Making the Family a Team

There are many ways to engage the family and ensure everyone is a team member in sharing wellness, health, and mutual responsibility for one another. A disease or disorder does not define any individual person. Everyone in the family unit matters equally, and time should be spent accordingly. During critical episodes, adjustments should be made for a medical crisis at hand, but returning to normal, family day-to-day interaction and taking the focus off of CSID is important for keeping a family unified.

As parents or caregivers, you should maintain a date night or scheduled intentional time together. If you’re single, you should spend time in activities you find enjoyable and rejuvenating. Families should attend gatherings, events, or parties. Planning ahead and taking alternate foods eliminates the feeling of being different, whether as an individual or as a family.

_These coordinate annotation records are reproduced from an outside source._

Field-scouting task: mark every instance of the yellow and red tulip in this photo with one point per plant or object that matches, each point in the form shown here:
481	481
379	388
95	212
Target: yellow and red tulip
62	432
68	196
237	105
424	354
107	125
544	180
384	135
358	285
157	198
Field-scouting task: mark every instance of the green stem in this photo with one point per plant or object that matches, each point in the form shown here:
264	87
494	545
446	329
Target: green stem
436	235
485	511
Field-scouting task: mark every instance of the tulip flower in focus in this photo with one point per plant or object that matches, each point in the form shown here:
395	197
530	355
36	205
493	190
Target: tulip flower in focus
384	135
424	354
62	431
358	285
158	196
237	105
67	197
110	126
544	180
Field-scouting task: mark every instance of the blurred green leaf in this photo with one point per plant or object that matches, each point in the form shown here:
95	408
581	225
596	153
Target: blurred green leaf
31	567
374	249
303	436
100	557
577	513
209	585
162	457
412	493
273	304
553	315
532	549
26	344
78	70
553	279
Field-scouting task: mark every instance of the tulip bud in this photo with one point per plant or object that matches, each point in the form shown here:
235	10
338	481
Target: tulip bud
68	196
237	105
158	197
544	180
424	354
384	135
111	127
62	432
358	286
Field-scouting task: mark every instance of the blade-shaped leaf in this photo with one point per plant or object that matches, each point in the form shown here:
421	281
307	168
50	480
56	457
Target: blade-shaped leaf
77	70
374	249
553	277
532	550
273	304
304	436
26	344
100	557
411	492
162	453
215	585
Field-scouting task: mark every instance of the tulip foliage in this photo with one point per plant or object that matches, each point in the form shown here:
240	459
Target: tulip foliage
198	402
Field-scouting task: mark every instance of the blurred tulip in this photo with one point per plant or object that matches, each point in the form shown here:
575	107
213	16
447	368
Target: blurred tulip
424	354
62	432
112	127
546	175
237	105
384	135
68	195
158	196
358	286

The most successful families are those that move beyond seeing CSID as an intrusion and work together as a team to face the new realities of managing a chronic condition. Build on your family’s strengths to cope with this new stress.

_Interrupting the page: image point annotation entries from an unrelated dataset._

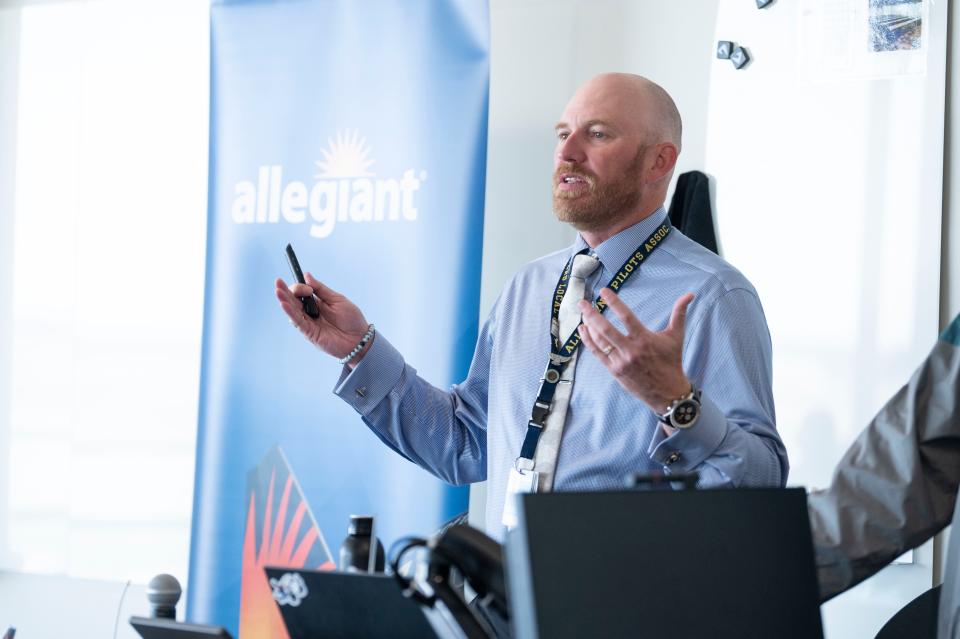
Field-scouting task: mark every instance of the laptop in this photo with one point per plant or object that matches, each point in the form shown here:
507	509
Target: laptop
690	563
318	604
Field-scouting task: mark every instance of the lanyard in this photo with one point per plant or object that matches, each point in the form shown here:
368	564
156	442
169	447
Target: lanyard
561	354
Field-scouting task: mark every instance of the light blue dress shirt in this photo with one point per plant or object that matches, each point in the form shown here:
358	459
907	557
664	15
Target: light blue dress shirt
474	431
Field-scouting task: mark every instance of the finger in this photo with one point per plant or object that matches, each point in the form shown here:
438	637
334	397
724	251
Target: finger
599	350
600	328
283	291
295	312
320	289
630	321
301	290
678	318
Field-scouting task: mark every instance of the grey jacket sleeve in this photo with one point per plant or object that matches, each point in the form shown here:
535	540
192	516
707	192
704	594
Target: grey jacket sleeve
896	485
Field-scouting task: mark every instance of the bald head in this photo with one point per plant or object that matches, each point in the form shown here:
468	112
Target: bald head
645	102
617	145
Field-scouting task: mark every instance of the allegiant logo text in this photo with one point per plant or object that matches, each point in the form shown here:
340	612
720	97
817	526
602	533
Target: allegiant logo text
344	191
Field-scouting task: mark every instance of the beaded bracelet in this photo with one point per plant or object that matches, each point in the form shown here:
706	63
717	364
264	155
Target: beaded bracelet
359	347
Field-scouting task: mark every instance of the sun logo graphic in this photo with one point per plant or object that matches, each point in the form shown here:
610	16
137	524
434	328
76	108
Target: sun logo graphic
344	190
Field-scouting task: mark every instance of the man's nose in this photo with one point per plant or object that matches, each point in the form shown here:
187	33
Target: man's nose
570	150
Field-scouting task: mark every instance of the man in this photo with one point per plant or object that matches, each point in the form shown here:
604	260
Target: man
897	485
705	364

Finding new ways to spend time together that are not food-centric can teach everyone that life is more about time spent with people. Fun events or holidays have more to do with the people present than the foods associated with them. Families can come up with many things they enjoy doing together without the central focus being food. Families can also initiate new food traditions with CSID-appropriate food items.

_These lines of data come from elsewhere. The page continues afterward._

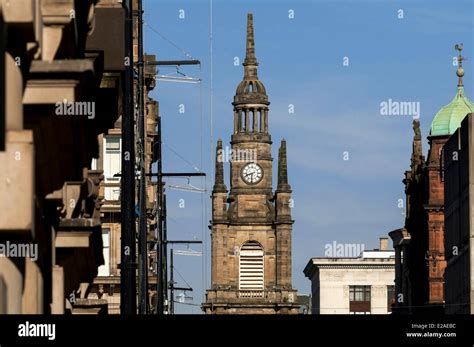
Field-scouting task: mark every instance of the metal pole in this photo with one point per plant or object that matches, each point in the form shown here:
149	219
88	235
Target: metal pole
159	232
164	247
128	290
142	246
171	283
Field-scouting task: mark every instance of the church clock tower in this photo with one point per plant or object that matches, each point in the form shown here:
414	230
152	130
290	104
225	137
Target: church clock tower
251	224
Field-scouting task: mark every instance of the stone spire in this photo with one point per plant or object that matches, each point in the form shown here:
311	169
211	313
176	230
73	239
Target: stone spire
283	185
417	157
250	62
219	186
460	70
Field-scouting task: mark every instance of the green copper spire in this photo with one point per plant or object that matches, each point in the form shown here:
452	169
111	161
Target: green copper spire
449	118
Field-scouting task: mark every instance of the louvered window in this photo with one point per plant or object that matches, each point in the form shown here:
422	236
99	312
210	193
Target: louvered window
251	267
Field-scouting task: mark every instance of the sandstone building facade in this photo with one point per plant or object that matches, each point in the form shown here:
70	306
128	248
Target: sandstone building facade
420	245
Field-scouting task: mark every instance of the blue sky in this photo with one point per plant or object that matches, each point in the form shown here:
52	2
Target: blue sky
337	107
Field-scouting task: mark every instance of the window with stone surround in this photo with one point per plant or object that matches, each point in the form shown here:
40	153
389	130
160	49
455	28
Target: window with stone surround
251	268
359	299
390	297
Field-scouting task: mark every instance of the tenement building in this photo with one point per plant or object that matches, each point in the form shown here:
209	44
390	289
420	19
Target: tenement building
62	70
251	224
420	245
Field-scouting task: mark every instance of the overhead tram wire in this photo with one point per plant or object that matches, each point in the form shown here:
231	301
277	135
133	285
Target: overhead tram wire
204	206
211	129
168	40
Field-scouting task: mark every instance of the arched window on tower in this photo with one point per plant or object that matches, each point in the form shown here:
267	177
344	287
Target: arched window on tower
251	270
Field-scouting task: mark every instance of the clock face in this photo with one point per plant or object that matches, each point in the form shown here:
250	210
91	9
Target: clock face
252	173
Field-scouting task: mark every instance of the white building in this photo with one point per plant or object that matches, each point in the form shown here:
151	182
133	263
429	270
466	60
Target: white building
360	285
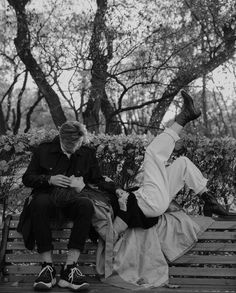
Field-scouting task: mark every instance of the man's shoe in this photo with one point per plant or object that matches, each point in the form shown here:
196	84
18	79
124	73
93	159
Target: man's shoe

Some of you find it difficult to discipline a child with CSID, often because you feel sadness for the child’s situation. Ultimately, children need clear boundaries and benefit from consistent expectations. Without appropriate limits, children can become overly dependent, have low self-esteem, and eventually develop behavioral or social problems. A child with CSID should abide by the same family rules as other children in the home. By enforcing standards of behavior for a child with CSID, you are sending the message that you trust your child to handle CSID well.